Al final del pasillo, Harry se puso en pie, ayudando a Ginny. Lily y Albus se levantaron también, pero James permaneció sentado. Miraba fijamente hacia adelante, con las mejillas ardiendo. Simplemente no podía. Después de un momento, Ginny condujo a Albus y a Lily por el pasillo hacia el ataúd. James sintió a su padre volver a sentarse a su lado. Ninguno intentó hablar con el otro, pero James sintió una mano en la espalda. Le reconfortó un poco. Pero solo un poco.

Unos minutos después, la habitación estaba casi completamente vacía. James parpadeó y miró alrededor. Apenas había notado que todo el mundo había ido saliendo poco a poco, dirigiéndose afuera, al cegador sol veraniego. Harry todavía estaba sentado junto a él. James le miró, estudiando la cara de su padre durante un momento, y después bajó los ojos. Juntos, se levantaron y recorrieron el pasillo.

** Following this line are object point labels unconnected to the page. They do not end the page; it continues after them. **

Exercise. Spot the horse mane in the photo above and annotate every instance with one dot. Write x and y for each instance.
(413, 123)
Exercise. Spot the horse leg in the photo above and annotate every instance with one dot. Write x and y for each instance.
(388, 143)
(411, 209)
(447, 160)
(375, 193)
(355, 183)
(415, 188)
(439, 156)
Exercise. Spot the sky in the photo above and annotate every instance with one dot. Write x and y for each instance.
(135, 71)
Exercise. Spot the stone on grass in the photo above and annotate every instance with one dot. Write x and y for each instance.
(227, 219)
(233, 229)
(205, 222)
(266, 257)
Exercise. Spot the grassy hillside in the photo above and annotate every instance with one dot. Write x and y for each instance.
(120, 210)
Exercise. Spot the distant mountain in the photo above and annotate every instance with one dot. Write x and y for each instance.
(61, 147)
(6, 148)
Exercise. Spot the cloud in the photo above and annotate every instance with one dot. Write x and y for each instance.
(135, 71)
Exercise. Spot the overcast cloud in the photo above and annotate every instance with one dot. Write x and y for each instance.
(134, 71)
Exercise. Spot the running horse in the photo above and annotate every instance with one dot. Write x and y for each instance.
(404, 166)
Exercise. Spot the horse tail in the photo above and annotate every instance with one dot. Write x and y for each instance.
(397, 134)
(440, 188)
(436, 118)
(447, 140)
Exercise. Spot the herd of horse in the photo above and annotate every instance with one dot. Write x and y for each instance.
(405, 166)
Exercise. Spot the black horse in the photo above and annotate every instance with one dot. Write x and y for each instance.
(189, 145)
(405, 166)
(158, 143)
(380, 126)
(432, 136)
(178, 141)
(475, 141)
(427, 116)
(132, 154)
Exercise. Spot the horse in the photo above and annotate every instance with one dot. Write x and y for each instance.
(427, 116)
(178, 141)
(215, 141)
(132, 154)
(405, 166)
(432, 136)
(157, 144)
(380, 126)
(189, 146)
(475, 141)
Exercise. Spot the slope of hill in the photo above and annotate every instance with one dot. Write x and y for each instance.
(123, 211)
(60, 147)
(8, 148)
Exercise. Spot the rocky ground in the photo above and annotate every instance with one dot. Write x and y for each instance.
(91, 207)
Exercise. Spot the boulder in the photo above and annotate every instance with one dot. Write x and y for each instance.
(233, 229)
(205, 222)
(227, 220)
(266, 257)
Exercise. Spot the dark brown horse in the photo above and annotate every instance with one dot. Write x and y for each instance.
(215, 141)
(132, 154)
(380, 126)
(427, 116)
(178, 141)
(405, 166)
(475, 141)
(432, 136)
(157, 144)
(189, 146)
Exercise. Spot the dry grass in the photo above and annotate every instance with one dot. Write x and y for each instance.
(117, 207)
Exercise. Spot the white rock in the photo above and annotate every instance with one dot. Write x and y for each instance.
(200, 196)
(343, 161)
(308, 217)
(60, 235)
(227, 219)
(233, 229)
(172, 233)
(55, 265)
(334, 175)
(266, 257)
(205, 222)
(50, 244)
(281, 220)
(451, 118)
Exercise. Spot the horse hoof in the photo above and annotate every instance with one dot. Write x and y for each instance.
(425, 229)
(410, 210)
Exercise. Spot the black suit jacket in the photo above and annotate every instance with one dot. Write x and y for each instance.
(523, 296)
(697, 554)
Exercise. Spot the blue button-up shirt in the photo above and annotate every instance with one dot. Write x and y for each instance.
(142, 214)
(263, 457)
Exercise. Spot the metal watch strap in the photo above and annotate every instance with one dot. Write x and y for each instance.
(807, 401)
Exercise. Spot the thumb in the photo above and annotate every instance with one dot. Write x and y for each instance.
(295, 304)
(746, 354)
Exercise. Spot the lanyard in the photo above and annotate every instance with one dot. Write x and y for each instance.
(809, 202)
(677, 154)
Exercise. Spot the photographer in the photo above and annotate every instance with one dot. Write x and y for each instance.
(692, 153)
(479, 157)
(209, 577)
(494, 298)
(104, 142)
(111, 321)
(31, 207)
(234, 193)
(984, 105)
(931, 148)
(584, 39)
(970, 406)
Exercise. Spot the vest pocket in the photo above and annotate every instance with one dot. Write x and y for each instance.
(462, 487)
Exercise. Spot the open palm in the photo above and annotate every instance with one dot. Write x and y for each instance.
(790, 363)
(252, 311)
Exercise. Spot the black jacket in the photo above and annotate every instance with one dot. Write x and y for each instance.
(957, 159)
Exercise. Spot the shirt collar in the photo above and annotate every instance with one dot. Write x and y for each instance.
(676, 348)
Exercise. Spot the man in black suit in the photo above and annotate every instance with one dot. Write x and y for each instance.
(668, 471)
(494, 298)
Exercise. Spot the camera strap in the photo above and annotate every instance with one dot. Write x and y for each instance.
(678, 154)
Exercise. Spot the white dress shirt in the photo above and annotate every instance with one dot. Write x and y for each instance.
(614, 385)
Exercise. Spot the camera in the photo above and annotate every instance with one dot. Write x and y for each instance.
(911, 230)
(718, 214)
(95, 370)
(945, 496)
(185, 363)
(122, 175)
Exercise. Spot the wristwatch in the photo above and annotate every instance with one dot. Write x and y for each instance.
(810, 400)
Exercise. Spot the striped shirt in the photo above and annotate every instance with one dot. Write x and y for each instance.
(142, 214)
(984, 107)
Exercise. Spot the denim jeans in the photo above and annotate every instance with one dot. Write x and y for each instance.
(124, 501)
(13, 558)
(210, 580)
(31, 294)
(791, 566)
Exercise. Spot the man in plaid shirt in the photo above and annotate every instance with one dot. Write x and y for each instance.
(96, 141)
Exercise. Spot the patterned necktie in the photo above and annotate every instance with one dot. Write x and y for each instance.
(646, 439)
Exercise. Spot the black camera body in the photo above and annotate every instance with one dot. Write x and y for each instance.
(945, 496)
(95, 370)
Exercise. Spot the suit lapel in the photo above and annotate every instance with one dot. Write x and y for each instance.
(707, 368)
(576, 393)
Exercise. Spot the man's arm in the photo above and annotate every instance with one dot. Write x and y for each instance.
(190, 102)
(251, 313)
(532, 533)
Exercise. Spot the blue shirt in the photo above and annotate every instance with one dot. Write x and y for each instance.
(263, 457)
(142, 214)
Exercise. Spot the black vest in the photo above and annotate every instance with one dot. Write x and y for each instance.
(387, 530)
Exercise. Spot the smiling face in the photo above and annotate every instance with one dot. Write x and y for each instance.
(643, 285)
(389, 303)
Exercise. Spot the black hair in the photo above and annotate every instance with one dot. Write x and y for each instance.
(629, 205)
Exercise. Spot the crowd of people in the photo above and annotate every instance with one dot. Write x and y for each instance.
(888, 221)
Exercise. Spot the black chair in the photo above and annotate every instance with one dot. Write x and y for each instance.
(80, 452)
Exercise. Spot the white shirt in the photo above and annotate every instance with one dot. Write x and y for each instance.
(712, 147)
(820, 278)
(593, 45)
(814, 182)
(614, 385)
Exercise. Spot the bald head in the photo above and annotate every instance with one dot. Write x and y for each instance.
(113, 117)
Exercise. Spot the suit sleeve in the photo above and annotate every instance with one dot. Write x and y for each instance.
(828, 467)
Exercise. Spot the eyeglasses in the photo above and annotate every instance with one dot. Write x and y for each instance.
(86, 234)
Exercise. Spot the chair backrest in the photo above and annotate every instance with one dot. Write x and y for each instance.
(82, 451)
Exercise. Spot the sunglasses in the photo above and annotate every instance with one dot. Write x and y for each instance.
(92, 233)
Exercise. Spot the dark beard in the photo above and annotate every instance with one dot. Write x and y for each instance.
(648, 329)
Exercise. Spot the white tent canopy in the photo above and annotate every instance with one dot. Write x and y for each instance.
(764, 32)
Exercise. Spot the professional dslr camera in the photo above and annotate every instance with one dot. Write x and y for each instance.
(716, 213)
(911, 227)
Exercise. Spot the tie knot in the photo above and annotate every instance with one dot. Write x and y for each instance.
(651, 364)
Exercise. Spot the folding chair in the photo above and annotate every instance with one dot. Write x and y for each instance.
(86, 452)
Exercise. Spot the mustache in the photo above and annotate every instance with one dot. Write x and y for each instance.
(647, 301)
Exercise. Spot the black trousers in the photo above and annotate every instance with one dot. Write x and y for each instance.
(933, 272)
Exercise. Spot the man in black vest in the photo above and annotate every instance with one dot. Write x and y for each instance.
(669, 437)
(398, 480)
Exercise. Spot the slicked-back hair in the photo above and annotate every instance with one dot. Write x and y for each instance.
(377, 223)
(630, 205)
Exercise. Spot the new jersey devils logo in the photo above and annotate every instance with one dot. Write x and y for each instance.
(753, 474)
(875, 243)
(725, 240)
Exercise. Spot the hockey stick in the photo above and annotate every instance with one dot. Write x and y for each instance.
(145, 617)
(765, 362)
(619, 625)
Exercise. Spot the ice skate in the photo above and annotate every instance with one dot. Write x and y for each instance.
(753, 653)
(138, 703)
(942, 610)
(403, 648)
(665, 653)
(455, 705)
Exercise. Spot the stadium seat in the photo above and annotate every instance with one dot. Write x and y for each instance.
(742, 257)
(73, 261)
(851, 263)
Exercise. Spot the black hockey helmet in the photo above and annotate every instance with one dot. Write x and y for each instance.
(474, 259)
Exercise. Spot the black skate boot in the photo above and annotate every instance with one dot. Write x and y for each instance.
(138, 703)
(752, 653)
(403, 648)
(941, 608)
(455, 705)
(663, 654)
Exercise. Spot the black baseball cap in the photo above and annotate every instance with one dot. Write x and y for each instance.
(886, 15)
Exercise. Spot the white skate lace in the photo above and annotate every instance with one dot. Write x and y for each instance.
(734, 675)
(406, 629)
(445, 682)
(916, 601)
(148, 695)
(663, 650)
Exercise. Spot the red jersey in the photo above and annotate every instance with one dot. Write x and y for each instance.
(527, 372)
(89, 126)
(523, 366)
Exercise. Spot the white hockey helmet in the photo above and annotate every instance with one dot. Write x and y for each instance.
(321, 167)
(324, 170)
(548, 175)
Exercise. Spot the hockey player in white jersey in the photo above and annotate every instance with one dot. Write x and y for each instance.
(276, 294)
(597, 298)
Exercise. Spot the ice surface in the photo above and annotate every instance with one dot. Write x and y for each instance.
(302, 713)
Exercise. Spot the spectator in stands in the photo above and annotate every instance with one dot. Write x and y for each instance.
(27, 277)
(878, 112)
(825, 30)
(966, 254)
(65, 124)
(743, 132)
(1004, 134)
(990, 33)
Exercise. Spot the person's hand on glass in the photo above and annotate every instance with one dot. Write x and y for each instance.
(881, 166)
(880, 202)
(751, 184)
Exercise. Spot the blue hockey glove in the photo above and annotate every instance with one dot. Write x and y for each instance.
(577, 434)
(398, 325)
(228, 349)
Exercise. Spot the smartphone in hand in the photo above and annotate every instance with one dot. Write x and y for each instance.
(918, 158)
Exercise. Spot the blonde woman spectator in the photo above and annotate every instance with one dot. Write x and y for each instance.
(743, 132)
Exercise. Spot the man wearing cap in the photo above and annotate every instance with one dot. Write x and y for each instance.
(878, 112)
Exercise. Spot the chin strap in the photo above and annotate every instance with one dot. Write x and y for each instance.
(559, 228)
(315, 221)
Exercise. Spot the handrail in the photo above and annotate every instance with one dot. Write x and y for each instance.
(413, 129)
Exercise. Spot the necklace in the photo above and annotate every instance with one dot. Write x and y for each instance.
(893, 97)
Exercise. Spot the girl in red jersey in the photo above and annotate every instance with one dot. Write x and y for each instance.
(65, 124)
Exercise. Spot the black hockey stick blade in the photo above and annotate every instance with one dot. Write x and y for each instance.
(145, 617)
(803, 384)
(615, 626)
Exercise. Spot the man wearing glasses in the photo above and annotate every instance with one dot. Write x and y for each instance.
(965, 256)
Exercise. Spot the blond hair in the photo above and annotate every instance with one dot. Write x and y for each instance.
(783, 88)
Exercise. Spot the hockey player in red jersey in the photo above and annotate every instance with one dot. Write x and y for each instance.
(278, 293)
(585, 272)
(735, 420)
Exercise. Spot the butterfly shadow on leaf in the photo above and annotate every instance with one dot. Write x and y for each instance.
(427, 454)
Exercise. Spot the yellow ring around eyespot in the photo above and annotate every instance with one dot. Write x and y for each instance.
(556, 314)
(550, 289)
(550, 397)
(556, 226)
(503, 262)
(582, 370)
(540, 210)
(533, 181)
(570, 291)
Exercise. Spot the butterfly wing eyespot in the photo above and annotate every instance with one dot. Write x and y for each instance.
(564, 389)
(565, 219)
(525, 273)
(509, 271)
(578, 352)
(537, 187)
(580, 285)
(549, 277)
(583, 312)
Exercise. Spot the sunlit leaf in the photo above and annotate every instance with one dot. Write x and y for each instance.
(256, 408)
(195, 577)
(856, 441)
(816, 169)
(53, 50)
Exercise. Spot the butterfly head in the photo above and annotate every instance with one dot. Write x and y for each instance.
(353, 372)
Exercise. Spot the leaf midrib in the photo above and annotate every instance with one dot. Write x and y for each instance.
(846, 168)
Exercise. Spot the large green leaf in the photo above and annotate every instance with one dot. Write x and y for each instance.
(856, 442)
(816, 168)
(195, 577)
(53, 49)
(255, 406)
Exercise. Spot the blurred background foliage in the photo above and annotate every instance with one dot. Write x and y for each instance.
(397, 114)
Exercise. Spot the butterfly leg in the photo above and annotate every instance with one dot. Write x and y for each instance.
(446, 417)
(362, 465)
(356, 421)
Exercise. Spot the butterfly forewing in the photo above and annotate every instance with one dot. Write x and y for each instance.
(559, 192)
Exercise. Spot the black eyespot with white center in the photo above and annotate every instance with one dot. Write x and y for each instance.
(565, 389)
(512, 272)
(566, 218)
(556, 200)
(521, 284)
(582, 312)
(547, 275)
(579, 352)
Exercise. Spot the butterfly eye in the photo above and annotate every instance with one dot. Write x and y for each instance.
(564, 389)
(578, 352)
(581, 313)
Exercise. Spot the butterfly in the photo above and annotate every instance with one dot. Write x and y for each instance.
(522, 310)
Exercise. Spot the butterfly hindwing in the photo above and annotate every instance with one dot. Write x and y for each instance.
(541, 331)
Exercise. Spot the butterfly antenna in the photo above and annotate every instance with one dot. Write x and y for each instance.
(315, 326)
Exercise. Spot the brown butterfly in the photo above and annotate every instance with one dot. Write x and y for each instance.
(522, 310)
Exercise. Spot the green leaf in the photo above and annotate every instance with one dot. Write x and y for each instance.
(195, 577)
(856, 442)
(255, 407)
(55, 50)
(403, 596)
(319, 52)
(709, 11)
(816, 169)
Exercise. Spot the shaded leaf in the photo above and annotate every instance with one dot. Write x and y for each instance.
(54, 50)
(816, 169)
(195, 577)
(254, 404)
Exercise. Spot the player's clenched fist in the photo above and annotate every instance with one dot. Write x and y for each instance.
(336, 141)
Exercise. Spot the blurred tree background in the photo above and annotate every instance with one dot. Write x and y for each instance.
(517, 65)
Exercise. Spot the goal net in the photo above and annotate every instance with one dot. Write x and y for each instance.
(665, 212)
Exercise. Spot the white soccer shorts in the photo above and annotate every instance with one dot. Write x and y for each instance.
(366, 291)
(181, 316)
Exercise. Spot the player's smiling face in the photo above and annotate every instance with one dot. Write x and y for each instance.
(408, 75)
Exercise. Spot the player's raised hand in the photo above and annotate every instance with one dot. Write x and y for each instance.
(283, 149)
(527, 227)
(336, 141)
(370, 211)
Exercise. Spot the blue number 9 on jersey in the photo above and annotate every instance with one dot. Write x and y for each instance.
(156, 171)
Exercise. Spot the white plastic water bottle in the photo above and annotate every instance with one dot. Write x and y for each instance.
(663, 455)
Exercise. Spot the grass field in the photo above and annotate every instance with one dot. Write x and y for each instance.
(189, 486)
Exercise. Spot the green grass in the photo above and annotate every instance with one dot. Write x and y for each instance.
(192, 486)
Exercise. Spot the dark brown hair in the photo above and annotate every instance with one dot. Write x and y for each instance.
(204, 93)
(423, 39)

James nunca antes había estado en un funeral, pero había oído hablar de uno. El del tocayo de Albus, Dumbledore el director, que había significado mucho para su padre. Había oído hablar de cómo, en el funeral de Dumbledore, el fénix Fawkes de repente había remontado el vuelo y la tumba había estallado en llamas durante un breve y glorioso momento. Cuando James se aproximó al ataúd de su abuelo, deseó que ocurriera algo así. James no había conocido a Dumbledore, ¿pero cómo podía ese viejo haber sido más noble que su abuelo? ¿Por qué no ocurría algo igual de glorioso y hermoso para Arthur Weasley? Y aun así, tristemente, James sabía que no pasaría.

Subió los escalones hasta el ataúd y miró dentro. No podría haberlo hecho si su padre no hubiera estado allí con él, con su gran mano sobre los hombros de James. El abuelo tenía el mismo aspecto de siempre, pero diferente. Su cara estaba mal, sin embargo. James no podía especificar exactamente qué era, y entonces lo comprendió: el abuelo estaba simplemente muerto. Eso era todo. De repente, sorprendentemente, un recuerdo saltó a la cabeza de James. En él, vio al abuelo sentado en un taburete fuera del viejo granero de la familia, sujetando a un James mucho más joven sobre su rodilla, mostrándole un aeroplano de juguete. Lo sostenía ante los maravillados ojos del pequeño James y lo hacía volar hacia delante y atrás sobre el banco de trabajo, imitando los ruidos de los motores. James no sabía cuándo había sido, pero lo veía ahora en su memoria: el abuelo estaba haciendo volar el avión hacia atrás, con la cola por delante. Sonreía al pequeño James, guiñando los ojos. "Es como una escoba con cientos de muggles en ella —dijo, riendo ahogadamente—. Sabes, en realidad nunca he visto a ninguno volar. Espero hacerlo algún día, James, mi niño. De verdad lo espero".

James cerró los ojos tan fuerte como pudo, pero no sirvió de nada. Dejó escapar un gran sollozo seco y se apoyó contra el borde del ataúd. Harry Potter puso un brazo alrededor de los hombros de su hijo y le abrazó firmemente, meciéndole lentamente mientras lloraba, desesperada e impotentemente, como el niño que todavía era.

—No era realmente su cumpleaños, por supuesto —estaba diciendo Molly a Audrey, la esposa de Percy, mientras estaban de pie al sol en el patio de la Madriguera, con tazas de ponche en las manos—. En realidad nació en febrero. Esta iba a ser su fiesta de setenta y ocho y medio cumpleaños, más o menos. ¡Pero era la única forma de sorprenderle! Por supuesto, debería haber sabido que al final encontraría una forma de reírse el último, que Dios le bendiga. Oh, Audrey.